Job Summary

Reporting to the Head of Product & Cloud Security, the Director of Product Security will be responsible for defining and upholding the highest standards of security within our product development lifecycle. This role involves maintaining accountability for our security posture, managing remediations, and developing a strategy to modernize our people, processes, and tools.
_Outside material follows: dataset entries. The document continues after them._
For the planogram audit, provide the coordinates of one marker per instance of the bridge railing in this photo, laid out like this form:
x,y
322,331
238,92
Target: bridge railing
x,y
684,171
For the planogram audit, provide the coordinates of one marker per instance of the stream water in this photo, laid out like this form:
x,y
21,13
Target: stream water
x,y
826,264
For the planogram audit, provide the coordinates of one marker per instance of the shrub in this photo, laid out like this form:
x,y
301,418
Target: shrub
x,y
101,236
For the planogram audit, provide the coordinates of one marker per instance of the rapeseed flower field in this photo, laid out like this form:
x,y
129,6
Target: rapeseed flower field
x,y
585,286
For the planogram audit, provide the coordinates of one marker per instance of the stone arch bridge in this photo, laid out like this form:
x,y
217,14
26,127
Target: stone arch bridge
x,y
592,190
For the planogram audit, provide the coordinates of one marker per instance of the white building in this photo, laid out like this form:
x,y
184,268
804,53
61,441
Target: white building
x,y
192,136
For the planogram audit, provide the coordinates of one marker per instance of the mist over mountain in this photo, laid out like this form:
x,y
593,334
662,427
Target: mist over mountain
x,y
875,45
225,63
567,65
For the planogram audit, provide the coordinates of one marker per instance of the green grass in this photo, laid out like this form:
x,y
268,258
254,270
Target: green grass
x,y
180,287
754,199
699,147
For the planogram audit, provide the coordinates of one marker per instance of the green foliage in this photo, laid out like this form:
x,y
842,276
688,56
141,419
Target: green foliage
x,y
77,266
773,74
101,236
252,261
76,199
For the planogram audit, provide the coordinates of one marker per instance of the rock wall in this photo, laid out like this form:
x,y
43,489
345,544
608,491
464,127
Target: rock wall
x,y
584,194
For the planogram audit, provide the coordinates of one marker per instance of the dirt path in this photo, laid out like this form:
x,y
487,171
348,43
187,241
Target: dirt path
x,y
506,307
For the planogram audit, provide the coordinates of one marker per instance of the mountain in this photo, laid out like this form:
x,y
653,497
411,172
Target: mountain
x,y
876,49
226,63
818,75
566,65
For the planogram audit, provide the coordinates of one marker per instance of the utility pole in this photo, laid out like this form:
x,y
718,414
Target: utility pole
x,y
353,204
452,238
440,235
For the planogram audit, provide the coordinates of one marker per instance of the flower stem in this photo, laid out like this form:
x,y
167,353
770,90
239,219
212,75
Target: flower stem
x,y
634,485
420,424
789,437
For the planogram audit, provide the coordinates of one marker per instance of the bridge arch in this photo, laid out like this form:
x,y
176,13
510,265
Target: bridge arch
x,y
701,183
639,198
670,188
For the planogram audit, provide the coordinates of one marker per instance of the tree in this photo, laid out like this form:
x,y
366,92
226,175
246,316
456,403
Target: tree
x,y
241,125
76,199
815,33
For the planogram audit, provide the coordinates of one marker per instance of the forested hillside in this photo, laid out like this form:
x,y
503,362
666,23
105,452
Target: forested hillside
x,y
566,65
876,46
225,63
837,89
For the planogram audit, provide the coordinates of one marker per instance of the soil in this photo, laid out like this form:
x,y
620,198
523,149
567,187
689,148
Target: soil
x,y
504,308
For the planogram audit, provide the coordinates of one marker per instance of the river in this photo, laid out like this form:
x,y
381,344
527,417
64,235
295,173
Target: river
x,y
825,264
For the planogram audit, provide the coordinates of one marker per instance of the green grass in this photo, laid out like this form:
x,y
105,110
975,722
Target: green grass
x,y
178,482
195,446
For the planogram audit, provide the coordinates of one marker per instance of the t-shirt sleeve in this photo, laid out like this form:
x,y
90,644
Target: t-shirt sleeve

The ideal candidate will possess a deep technical understanding of security principles and practices, along with a proven track record of leading security initiatives in a dynamic environment.

Job Requirements

Define Security Standards:

• Establish and maintain comprehensive security standards and policies for product development.
• Ensure these standards are integrated into the development lifecycle from design to deployment.

• Oversee the security posture of all products and ensure compliance with internal and external security requirements.
• Implement and manage security metrics to measure and report on the effectiveness of security controls.

• Develop and deliver regular reports on the security posture of our products to senior leadership and other stakeholders.
• Provide actionable insights and recommendations based on security assessments and metrics.

• Collaborate with cross-functional teams to identify, prioritize, and remediate security vulnerabilities in upcoming product releases.
• Ensure timely and effective resolution of security issues to meet release deadlines.

• Develop and execute a strategy to modernize the security capabilities of the organization, including people, processes, and tools.
• Stay abreast of emerging security technologies and trends, and incorporate them into the security strategy.

• Provide technical leadership and guidance on security architecture, design, and implementation.
• Conduct deep technical assessments and code reviews to identify and mitigate security risks.

• Foster a culture of security awareness and collaboration across the organization.
• Communicate complex security concepts to technical and non-technical stakeholders effectively

• Bachelor's or Master's degree in Computer Science, Information Technology, or a related field.
• 10+ years of experience in information security, with a focus on product security.
• Proven experience in defining and implementing security standards and practices.
• Strong understanding and innovative approach secure software development lifecycle (SSDLC) principles.
• Experience with security assessment tools and methodologies.
• Excellent problem-solving skills and the ability to work under pressure.
• Strong communication and leadership skills.
• Relevant certifications such as CISSP, CISM, or CEH are a plus.